Toxicogenomics of the flame retardant tris (2-butoxyethyl) phosphate in HepG2 cells using RNA-seq.

Tris (2-butoxyethyl) phosphate (TBOEP) is a compound produced at high volume that is used as both a flame retardant and a plasticizer. It is persistent and bioaccumulative, yet little is known of its toxicological modes of action. Such insight may aid risk assessment in a weight-of-evidence approach supplementing current testing strategies. We used an RNA sequencing approach as an unbiased and sensitive tool to explore potential negative health effects of sub-cytotoxic concentrations of TBOEP on the transcriptome of the human liver hepatocellular carcinoma cell line, HepG2, with the lowest concentration used potentially holding relevance to human physiological levels. Over-representation and gene set enrichment analysis corresponded well and revealed that TBOEP treatments resulted in an upregulation of genes involved in protein and energy metabolism, along with DNA replication. Such increases in cell and macromolecule metabolism could explain the increase in mitochondrial activity at lower TBOEP concentrations. In addition, TBOEP affected a wide variety of biological processes, the most notable one being the general stress response, wound healing. Finally, TBOEP showed effects on steroid hormone biosynthesis and activation, regulation, and potentiation of immune responses, in agreement with other studies. As such, this study is the first study investigating genome-wide changes in gene transcription in response to TBOEP in human cells.

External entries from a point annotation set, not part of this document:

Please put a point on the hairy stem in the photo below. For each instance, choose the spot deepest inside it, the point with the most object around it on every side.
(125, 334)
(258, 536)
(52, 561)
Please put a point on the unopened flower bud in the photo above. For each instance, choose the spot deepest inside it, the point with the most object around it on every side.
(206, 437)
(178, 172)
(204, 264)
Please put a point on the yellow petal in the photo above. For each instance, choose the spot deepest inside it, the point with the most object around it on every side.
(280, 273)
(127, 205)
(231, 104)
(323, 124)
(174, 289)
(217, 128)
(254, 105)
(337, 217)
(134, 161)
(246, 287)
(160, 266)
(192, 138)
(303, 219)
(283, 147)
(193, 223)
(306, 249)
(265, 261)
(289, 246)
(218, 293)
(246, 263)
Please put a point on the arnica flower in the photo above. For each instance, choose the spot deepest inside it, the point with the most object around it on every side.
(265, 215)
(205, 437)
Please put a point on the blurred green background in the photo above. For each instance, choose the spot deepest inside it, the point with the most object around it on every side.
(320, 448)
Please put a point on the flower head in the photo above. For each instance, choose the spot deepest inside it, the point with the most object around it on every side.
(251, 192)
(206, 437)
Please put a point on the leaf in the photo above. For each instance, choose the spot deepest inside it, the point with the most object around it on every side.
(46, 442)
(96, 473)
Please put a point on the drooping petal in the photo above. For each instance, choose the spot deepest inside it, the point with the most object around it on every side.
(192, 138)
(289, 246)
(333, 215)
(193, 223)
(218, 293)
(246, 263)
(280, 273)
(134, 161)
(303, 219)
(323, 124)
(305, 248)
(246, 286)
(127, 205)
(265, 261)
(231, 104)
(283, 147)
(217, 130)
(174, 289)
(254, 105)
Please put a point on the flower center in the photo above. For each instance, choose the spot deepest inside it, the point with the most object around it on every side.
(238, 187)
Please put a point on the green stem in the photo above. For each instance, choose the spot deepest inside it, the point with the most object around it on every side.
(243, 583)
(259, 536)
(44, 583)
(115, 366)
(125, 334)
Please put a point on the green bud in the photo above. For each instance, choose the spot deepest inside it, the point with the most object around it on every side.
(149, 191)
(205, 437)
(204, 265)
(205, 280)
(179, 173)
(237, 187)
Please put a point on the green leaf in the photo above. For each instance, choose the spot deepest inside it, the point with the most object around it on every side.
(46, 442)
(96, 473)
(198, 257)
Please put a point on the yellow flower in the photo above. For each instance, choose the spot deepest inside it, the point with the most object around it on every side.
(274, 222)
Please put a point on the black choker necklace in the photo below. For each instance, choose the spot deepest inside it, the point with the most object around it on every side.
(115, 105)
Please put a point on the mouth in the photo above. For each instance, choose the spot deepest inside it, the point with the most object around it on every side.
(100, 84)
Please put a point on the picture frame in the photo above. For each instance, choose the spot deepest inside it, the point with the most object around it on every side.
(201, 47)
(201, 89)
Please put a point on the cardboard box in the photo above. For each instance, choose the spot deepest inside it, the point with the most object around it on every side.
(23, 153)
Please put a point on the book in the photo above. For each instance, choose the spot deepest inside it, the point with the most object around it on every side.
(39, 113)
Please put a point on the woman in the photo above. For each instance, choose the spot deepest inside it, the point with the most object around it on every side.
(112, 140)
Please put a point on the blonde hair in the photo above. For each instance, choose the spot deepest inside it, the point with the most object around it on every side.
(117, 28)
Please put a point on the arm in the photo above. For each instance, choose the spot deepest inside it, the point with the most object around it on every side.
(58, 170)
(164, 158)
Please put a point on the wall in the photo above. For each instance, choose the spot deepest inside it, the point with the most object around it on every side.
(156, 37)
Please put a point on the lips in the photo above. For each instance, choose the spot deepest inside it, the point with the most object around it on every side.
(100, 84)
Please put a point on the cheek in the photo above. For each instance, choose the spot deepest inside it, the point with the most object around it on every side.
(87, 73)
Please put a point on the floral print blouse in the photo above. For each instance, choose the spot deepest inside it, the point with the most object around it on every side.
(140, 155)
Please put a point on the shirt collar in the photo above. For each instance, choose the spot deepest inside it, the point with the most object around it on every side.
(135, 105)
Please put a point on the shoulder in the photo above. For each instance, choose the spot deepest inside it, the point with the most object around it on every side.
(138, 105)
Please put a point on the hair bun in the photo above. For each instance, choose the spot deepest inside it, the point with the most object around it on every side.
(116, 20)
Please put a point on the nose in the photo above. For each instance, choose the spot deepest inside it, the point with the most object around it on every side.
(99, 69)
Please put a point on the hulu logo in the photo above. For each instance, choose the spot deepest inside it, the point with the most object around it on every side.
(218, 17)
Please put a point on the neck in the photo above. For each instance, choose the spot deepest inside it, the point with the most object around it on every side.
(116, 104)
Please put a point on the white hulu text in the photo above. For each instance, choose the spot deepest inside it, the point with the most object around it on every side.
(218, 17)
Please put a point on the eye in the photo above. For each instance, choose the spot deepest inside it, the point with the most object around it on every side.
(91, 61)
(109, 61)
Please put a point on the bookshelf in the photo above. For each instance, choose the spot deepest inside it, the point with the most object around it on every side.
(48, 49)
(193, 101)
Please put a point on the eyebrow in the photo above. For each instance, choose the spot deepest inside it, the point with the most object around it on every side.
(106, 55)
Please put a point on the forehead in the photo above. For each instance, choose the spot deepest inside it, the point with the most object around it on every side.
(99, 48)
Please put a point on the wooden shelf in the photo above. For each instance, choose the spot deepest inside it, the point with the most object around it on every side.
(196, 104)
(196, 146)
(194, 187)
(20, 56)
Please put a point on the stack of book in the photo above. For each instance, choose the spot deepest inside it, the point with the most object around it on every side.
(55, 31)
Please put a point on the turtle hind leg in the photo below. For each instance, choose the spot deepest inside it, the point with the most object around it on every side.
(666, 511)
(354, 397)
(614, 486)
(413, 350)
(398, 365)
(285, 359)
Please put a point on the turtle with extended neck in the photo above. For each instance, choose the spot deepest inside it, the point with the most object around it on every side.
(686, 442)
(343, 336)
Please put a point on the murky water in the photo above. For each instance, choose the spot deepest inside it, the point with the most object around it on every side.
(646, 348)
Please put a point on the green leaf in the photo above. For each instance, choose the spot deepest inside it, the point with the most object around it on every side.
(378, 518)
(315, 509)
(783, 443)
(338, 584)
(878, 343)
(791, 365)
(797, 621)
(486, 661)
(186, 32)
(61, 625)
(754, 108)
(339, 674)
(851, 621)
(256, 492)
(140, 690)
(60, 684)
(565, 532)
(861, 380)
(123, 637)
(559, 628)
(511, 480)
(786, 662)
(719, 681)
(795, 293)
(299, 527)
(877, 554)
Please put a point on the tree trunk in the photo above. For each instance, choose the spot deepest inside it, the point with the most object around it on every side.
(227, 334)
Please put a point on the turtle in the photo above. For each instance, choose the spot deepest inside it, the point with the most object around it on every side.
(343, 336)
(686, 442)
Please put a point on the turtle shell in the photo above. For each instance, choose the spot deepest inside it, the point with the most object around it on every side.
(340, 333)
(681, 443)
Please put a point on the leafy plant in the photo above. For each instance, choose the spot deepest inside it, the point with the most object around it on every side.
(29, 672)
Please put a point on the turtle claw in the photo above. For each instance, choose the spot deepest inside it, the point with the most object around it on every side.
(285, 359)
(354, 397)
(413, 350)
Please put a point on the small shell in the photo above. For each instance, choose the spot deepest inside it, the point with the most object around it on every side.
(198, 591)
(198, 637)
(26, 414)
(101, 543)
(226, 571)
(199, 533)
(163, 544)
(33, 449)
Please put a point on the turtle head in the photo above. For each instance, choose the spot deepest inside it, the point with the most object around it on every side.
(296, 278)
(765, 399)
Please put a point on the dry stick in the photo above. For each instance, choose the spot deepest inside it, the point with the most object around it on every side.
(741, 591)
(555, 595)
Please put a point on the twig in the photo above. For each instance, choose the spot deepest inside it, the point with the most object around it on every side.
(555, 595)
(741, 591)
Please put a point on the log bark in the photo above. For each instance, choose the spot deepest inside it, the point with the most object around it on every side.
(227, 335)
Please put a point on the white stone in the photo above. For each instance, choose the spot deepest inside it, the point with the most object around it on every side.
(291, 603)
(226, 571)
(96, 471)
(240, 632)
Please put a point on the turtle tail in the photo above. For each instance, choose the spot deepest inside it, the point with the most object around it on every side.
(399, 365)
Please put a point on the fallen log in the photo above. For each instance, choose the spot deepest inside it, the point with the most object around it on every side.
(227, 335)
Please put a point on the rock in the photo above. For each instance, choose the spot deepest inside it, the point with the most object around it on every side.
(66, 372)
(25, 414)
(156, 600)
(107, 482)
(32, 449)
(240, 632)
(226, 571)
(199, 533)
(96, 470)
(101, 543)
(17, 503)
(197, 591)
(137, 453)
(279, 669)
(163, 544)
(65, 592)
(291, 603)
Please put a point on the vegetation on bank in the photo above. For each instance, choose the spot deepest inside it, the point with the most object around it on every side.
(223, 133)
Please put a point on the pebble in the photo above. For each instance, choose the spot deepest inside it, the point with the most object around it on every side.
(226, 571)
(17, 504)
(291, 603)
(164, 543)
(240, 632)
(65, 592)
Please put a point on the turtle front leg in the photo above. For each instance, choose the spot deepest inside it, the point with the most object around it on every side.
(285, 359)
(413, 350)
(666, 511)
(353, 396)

Transcriptome profiling of HepG2 cells exposed to the flame retardant 9,10-dihydro-9-oxa-10-phosphaphenanthrene 10-oxide (DOPO).

The flame retardant, 9,10-dihydro-9-oxa-10-phosphaphenanthrene 10-oxide (DOPO), has been receiving great interest given its superior fire protection properties, and its predicted low level of persistence, bioaccumulation, and toxicity. However, empirical toxicological data that are essential for a complete hazard assessment are severely lacking. In this study, we attempted to identify the potential toxicological modes of action by transcriptome (RNA-seq) profiling of the human liver hepatocellular carcinoma cell line, HepG2. Such insight may help in identifying compounds of concern and potential toxicological phenotypes. DOPO was found to have little cytotoxic potential, with lower effective concentrations compared to other flame retardants studied in the same cell line. Differentially expressed genes revealed a wide range of molecular effects including changes in protein, energy, DNA, and lipid metabolism, along with changes in cellular stress response pathways. In response to 250 µM DOPO, the most perturbed biological processes were fatty acid metabolism, androgen metabolism, glucose transport, and renal function and development, which is in agreement with other studies that observed similar effects of other flame retardants in other species. However, treatment with 2.5 µM DOPO resulted in very few differentially expressed genes and failed to indicate any potential effects on biology, despite such concentrations likely being orders of magnitude greater than would be encountered in the environment. This, together with the low levels of cytotoxicity, supports the potential replacement of the current flame retardants by DOPO, although further studies are needed to establish the nephrotoxicity and endocrine disruption of DOPO.